YTD we are doing by several % and that is good enough for us. Certainly cash is NOT trash. Moving out of most bond funds and risky asset/funds was helpful late last year. Now we are well positioned in commodities, energy and utility. The other concern is recession, if and when it arrives.
I am looking at individual short term corporate bonds (not funds) and CD as a replacement for some of the cash.
my Schwab IRA on the 29th. The number was shrinking. As much as I would like think of it as a MM I am aware of its capability to DD hard and fast if some terrible event were to come out of nowhere. Of course it’s a peaceful , happy and harmonious world we live so nothing bad should happen.
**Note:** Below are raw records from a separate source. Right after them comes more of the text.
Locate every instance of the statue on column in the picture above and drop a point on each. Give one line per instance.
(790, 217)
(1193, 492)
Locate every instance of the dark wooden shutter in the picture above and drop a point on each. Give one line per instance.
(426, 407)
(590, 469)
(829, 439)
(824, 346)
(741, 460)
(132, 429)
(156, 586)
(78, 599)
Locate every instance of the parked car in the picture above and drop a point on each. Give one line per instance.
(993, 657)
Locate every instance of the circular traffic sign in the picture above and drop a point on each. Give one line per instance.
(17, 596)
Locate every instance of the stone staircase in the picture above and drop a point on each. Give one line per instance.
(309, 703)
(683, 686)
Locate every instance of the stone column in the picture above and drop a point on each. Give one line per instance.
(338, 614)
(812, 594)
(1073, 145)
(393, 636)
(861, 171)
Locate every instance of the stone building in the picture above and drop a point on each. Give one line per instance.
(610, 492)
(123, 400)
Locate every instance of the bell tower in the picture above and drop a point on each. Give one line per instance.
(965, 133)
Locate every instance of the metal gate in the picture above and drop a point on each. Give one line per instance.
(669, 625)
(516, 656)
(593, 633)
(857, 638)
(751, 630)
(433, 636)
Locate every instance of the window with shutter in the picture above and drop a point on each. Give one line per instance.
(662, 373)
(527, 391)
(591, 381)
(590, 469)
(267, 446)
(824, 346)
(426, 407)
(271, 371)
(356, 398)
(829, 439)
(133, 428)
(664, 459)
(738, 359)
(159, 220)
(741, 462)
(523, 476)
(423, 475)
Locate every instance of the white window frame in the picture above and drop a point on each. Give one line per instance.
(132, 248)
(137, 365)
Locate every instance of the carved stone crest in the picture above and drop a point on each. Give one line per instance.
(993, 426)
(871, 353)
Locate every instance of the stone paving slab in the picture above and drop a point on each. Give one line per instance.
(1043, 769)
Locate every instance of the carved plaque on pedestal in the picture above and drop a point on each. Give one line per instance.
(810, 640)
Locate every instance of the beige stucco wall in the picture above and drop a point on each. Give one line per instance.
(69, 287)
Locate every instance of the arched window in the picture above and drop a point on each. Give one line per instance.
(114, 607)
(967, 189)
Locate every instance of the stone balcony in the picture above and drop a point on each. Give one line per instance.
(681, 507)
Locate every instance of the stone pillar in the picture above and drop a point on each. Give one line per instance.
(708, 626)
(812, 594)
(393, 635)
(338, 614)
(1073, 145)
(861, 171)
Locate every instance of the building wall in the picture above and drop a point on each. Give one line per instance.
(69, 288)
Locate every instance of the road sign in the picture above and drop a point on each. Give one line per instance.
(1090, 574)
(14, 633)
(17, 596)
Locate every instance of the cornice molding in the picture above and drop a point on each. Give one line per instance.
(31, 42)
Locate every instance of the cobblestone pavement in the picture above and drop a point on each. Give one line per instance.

There’s a 99% chance that’s true. “The market” may not bottom for many months or years yet. If someone has a reliable indicator that will signal the exact bottom, please share. Better still, if someone can announce that one day ahead of time, it would allow us extra time to begin aggressive buying.
Now - if you thought a certain fund was worth owning or buying 5 or 6 months ago when it was 10-15% more expensive than today, wouldn’t you love to buy more at today’s 10-15% discount? Or were we blindsided back than - completely unaware that inflation was rising, Russia had designs on Ukraine and had already annexed Crimea, and interest rates were absurdly low and would surely need to rise some day?
Here’s an article from the NYT dated December 4 saying that Russia appears to be preparing to invade Ukraine. https://www.nytimes.com/2021/12/04/us/politics/russia-ukraine-biden.html
CME Link https://www.cmegroup.com/
Make a plan if you don't have one, and then stick to it (even if that means holding tight). Maybe now more than in recent years, its probably a good idea to re-assess your risk tolerance and adjust accordingly.